正座で誰かに怒られるだなんて、何年ぶりの体験だろうか。
雄英に入る前はよく無茶をして兄さんや響香に怒られていたけれど、それももう三年近く昔の話だ。こう見えても入学してからは、身の程を弁えるということを学んでいる。

逆光の中でも分かるくらいに怒っているらしい、私を見下ろすその人の表情に、思わず笑いが漏れる。抑えきれずに零れた笑い声にその人はまた、髪を逆立てて見せた。

「お前は本当にっ…!!怒られている時くらいちゃんと話を聞け。」

「うふふ、ごめんなさい先生。」

「はぁ……全く反省しているように見えねぇな。」

まぁ確かに見えないだろうなとは、自分でも思う。でもこれでも一応、反省はしているのだ。
よくよく考えてみれば、倒れた数時間後に授業に参加させてくれだなんて言いに来る私は、先生から見ても酔狂なものだろう。だから今こうやって怒られているわけであるし。

だけど、私が運動場に現れた時の先生の顔。
何でここに、とばかりに目を見開いて慌てたように駆け寄られてしまえば、きっと誰だって顔のニヤケは止まらなくなってしまうだろう。現に私の顔は始終ニヤニヤしている。重箱の隅をつつくようにして一つの感情がもくもくと湧き上がってくるのだ。

嬉しい。

先生がこんなに心配してくれることが、私と目を合わせて叱ってくれることが、今ここで先生と話せていることが、本当に嬉しくてたまらない。
気を抜いたら、それこそ泣いてしまいそうな程なのだ。泣きだしたら本当に危ないヤツになってしまいそうだから、それだけは気合で留めているけれど。

先生は怒られても尚ずっとニヤニヤしている私に呆れたのか軽く左右に首を振って、チラリと依然戦闘訓練の続くクラスメイトたちの方を仰ぎみた。言葉にされずとも、予感がする。私のことを置いてそっちに行こうとしてるんだ、と。
今だけは私を見ていて欲しいだなんて馬鹿みたいなことを考えながらも私は、先生の考えを断ち切ってしまうように口を開いた。その声を今だけは独り占めしたいだなんていう、馬鹿みたいな独占欲。
私はこの人の、ただの生徒なのに。

「ね、先生今日の朝どうしたんですか?先生には珍しく予鈴がなっても入ってきてくれなかったじゃないですか。」

「朝?…あぁ、昨日の夜久々にマイクの酒に付き合わされたんだ。」

「もしかして今も二日酔い?」

「そこまで酷くはないがな。」

そうですか、なら良かったと言おうてして…やめた。先生からしたら良かったってなんだとなるだろうし、今更じわじわとさっきの夢見先生の言葉が思い出されてきて恥ずかしくなってしまったということもある。

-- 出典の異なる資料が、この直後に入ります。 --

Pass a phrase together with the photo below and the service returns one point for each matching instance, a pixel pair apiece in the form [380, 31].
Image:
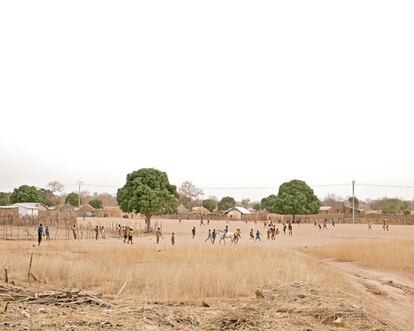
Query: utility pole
[79, 183]
[353, 202]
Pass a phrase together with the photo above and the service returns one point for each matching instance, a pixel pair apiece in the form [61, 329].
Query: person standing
[39, 234]
[208, 235]
[130, 235]
[74, 231]
[125, 230]
[158, 235]
[96, 232]
[213, 236]
[47, 233]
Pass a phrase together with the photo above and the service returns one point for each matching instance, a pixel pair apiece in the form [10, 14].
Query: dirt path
[388, 293]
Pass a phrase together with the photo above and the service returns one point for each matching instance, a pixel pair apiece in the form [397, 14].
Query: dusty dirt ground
[374, 300]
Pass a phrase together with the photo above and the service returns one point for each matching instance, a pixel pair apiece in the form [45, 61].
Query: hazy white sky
[222, 93]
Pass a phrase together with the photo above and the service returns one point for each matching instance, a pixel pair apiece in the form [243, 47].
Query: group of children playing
[272, 231]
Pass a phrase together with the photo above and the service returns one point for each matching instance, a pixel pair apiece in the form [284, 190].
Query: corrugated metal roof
[325, 208]
[240, 209]
[27, 205]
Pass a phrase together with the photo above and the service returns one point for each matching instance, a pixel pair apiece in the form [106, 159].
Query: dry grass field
[390, 255]
[337, 279]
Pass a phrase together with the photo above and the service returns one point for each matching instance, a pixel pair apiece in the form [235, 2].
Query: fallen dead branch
[62, 298]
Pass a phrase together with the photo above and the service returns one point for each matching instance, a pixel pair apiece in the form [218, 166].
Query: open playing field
[345, 277]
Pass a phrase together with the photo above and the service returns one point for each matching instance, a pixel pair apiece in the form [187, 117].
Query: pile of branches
[170, 318]
[246, 318]
[61, 298]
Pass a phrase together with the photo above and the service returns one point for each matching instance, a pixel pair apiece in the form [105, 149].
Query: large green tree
[210, 204]
[25, 193]
[96, 203]
[296, 198]
[269, 203]
[4, 199]
[148, 192]
[72, 199]
[226, 203]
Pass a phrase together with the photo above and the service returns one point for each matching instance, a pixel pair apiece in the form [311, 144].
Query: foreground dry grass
[164, 273]
[391, 255]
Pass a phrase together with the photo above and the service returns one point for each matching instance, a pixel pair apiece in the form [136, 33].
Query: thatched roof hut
[200, 211]
[182, 210]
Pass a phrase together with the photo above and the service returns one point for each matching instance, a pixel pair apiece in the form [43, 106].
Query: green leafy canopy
[148, 191]
[294, 198]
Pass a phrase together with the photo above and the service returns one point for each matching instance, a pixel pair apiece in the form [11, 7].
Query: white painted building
[29, 208]
[235, 213]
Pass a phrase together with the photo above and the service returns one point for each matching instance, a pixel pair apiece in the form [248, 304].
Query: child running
[251, 234]
[213, 236]
[130, 235]
[208, 235]
[158, 235]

でも一番大きい理由としては、そういってしまえば自制が効かなくなるような、そんな気がしたからだ。
先生が無事でよかった、怪我をしていなくて良かった、何もなくてよかった、そんな馬鹿げた良かったはきっと、止まらなくなるだろう。それできっと私は泣き出してしまう。
この気持ちに名前をつけざる終えなくなってしまう。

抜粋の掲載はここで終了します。